Когда под ногами захрустел гравий, заметила стоящую на обочине машину. Сняв вторую туфлю, припустила, не обращая внимания на жгучую боль в ступнях. Я всячески размахивала руками и звала на помощь. Только бы он не уехал! Еще через несколько метров я обнаружила, что окно было приоткрыто, а сам водитель разговаривал по телефону.
Не знаю, кто он такой, но я лягу под машину, только чтобы он отвез меня в город!
– Помогите! – закричала я.
Мужчина вышел мне навстречу и – о боги! – я узнала в нем Марко:
– Ассоль? Ну и дела! Что ты тут делаешь?
Я прижалась к нему, дрожа и стуча зубами. Не было сил ни говорить, ни плакать.
– А я брата тестя здесь высадил. Он садовником у Монтанье работает. Если бы не долгий телефонный разговор, даже не знаю, встретил бы тебя. Боже, ты вся в ссадинах и синяки вон какие! Что произошло?
Я, действительно, была похожа на пугало: рубашка висела клочьями, из-под нее виднелись кровавые полосы на руках и ногах, темнели гематомы.
Он опомнился, снял куртку и укрыл меня ею:
– Ассоль, ты была у Монтанье? Как ты там оказалась? Что он тебе сделал?
Я ничего не ответила, глотая слезы и мотая головой. Марко помог мне сесть в машину, укутал полотенцем мои ноги.
– Тебе надо в больницу! – он завел мотор.
– Нет! Пожалуйста! Домой, отвези к бабуш… – Кашель не дал мне договорить, меня охватили слабость и жар.
– Я понимаю, что ты сейчас не в состоянии. Но ты ведь знаешь, как поступают в таких случаях. Там разве не было Энцо?
Мы пристально посмотрели друг на друга, и я услышала, как заскрипела кожа руля под его пальцами.
Спустя минут двадцать, он остановил машину перед домом Сандры, помог мне дойти до дверей:
– Тебе нужна горячая ванна и аспирин. Сама сможешь дальше?
Нет, конечно! У меня же не было ключей! Они вместе с телефоном остались в доме Поля.
Он понял все без слов, достал из кармана пластиковую карту, вставил ее между косяком и дверью, она поддалась, открылась и я оказалась, наконец, дома.
– Хочешь, чтобы я остался? – осторожно спросил Марко.
Я покачала головой. Не нужно, чтобы из-за меня у него были неприятности с женой. Закрыла за ним дверь, даже не в силах поблагодарить. Почувствовав себя, наконец, в безопасности, я рухнула на диван и тут же заснула.
Глава 30. Кондитерская опечатана?!
Ночью мне снились кошмары. Мужчина-чучело превращался в Поля, потом в Энцо, они царапали мою изнывающую от боли плоть, раздирали ее на куски. Муж надавил мне на горло так, что я не в состоянии была кричать, издавая предсмертные хрипы, пока, наконец, не проснулась.

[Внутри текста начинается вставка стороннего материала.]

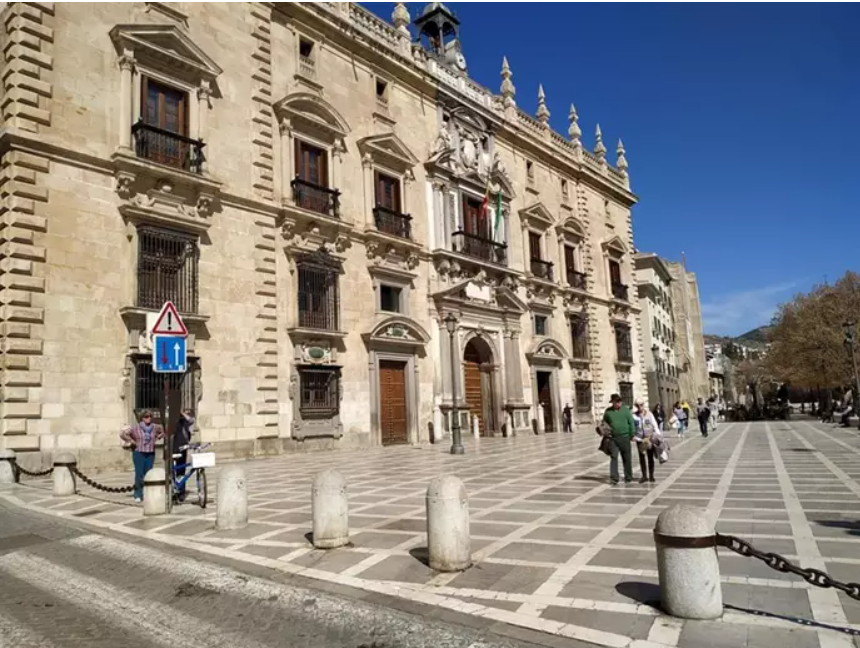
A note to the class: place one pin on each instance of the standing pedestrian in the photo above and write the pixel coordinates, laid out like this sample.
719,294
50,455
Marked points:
142,437
181,439
620,421
659,416
703,414
648,440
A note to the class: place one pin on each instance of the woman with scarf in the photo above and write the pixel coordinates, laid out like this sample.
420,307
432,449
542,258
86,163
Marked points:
142,437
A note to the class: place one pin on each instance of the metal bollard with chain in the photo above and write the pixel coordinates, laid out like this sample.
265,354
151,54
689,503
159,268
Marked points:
741,547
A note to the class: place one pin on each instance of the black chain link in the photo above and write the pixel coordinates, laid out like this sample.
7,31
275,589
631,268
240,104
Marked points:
775,561
101,487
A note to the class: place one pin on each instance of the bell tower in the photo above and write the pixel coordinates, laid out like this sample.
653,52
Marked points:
439,32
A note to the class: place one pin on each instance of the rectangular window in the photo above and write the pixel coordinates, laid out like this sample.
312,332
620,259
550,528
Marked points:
319,392
475,221
583,397
579,337
149,387
534,246
318,296
166,269
311,164
623,343
389,298
625,390
387,192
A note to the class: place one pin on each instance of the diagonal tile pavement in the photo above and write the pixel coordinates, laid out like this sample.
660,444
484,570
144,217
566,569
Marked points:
556,548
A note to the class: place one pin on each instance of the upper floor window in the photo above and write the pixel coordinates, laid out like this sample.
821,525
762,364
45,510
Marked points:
167,269
318,292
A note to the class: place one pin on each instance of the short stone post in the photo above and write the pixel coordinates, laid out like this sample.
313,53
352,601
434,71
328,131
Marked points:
232,504
8,467
448,539
330,510
154,492
64,478
687,564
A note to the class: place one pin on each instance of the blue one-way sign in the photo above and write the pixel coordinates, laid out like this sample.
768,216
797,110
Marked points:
169,353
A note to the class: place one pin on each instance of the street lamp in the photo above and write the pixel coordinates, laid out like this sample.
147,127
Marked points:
850,328
456,439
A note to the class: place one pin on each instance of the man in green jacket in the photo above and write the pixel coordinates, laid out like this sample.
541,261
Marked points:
620,420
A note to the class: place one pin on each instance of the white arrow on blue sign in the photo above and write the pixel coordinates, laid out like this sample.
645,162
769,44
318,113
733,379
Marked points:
169,354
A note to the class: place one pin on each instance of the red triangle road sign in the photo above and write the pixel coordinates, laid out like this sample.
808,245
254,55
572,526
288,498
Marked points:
169,322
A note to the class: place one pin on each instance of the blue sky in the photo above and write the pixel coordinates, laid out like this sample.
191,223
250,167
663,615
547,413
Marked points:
741,124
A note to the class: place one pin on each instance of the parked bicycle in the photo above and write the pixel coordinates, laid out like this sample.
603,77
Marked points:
195,467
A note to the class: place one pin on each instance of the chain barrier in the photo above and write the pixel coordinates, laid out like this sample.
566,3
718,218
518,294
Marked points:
775,561
97,486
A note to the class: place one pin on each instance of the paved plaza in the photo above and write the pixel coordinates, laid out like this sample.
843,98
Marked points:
556,548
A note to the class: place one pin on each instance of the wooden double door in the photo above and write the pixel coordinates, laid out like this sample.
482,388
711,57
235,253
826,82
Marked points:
394,415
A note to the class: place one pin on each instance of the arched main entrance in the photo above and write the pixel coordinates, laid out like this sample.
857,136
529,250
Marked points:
478,385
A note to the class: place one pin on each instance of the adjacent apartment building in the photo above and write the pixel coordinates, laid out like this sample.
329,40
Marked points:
657,321
352,228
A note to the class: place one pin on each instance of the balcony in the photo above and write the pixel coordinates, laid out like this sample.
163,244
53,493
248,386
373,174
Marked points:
168,148
391,222
541,269
479,247
578,280
620,291
312,197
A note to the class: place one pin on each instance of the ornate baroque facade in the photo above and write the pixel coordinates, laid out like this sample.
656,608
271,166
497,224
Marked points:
317,193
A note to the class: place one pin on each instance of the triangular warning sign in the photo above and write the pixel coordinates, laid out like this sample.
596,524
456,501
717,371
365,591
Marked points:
169,322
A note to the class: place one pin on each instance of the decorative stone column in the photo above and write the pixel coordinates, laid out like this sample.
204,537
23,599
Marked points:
286,159
126,67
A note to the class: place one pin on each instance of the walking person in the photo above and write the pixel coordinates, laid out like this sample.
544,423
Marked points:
703,414
142,437
182,437
620,420
648,440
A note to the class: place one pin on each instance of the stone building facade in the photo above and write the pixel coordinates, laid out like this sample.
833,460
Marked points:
316,192
692,364
657,321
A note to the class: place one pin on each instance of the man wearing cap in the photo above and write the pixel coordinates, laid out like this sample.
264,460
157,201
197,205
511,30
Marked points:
620,420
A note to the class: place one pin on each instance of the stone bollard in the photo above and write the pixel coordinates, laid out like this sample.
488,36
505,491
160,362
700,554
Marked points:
687,564
232,504
64,478
154,492
448,539
330,510
8,467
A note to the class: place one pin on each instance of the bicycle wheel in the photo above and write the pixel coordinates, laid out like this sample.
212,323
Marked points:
202,493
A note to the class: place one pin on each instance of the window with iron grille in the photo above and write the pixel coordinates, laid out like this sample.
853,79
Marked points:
623,343
579,337
319,300
149,387
167,269
319,392
583,397
625,390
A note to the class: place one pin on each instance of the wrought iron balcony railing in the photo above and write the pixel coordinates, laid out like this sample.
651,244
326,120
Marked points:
313,197
620,291
541,269
577,280
392,222
165,147
479,247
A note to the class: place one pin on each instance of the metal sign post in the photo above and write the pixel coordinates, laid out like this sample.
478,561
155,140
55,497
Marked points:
169,356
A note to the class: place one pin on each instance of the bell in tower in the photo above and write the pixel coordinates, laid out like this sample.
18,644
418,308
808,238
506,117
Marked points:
439,33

Сев на диване, я огляделась и уставилась на фотографию бабушки. Смотрела на нее так долго, надеясь получить хоть какой-то знак поддержки в такой момент. Как в прошлый раз. Но, похоже, она решила, что мне нужно остаться со своим горем один на один. Я поплелась в душ, чтобы смыть со своей опороченной женской сути грязь. Шагая по ступенькам, я оперлась на перила и разрыдалась. И виной этому была вовсе не жалость к себе. Нет! Это было осознание, что возможно, вот так же страдая, бабушка потеряла последнюю надежду услышать меня тогда, зная о своем приближающемся конце.
А я делала вид, что счастлива в браке, даже не задумываясь, что по всем счетам когда-то приходится платить. А за свой эгоизм – вдвойне!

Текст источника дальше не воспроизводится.